To determine the efficacy of Rap1 miRNA alone or combined with 5-FU in vivo, we used a BALB/c murine xenograft tumor model with Rap1-deleted and control HepG2 cells. The size of the tumors was measured in three dimensions twice a week for 3 weeks, and the tumor volume was calculated. Mean tumor volume in Rap1-miRNA group was 851.2±32.6 mm³ compared to the average tumor volume of 1494.7±126.2 mm³ in control group at the termination of the experiment (P<0.05). Rap1 miRNA combined with 5-FU treatment led to a reduction of tumor growth even further as compared with 5-FU alone (624.9±45.3 mm³ vs. 1424.0±108.6 mm³; P<0.05) (Fig. 7). The results suggested that Rap1 miRNA inhibited liver cancer progression and enhanced sensitivity of HepG2 cells to 5-FU in vivo.

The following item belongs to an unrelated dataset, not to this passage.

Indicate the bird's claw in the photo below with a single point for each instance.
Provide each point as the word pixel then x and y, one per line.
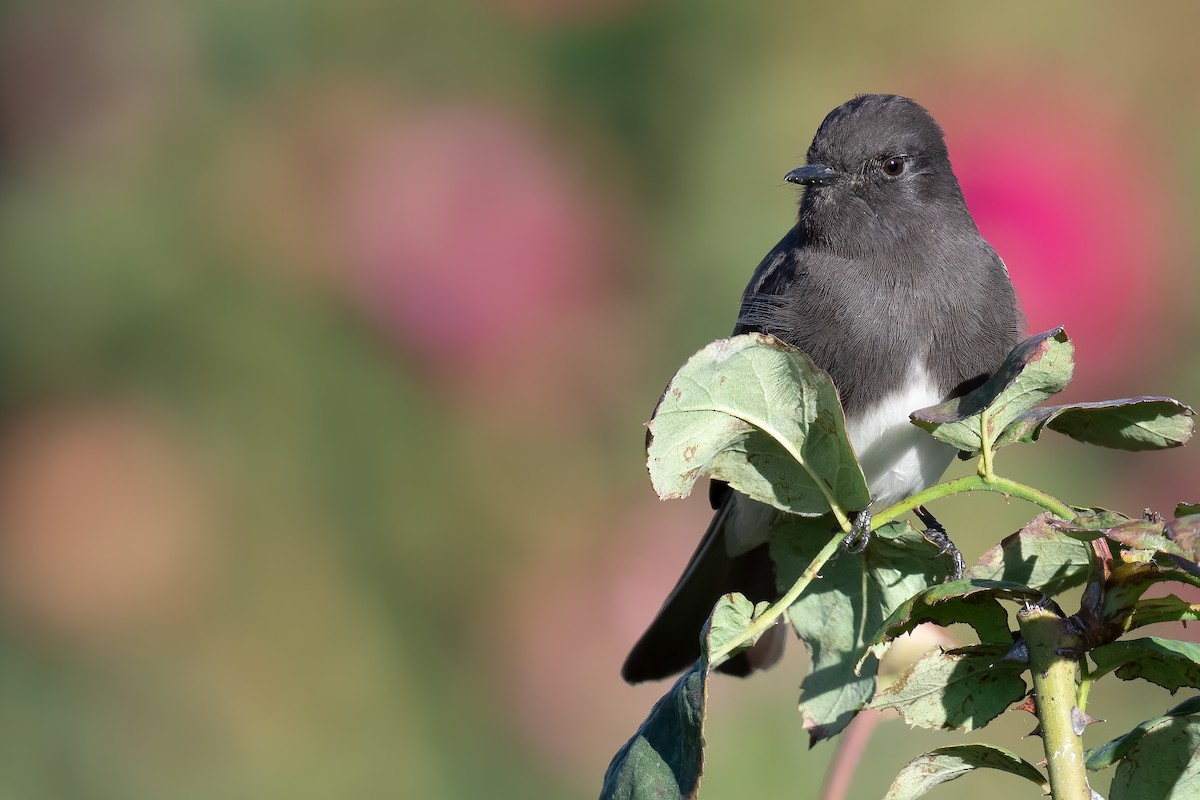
pixel 859 535
pixel 936 534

We also investigated the expression of Rap1 and caspase-3 expression using immunohistochemical staining in harvested tumors. Immunohistochemical staining analyses revealed that Rap1 expression was significantly inhibited in Rap1 miRNA tumors, whereas Rap1 overexpression was observed in control tumors (Fig. 8). Caspase-3 expression was positive in Rap1 miRNA treated tumors, and negative in the controls (Fig. 9). The results demonstrated that knockdown of Rap1 dramatically enhanced caspase-mediated apoptosis in the mouse model of HCC.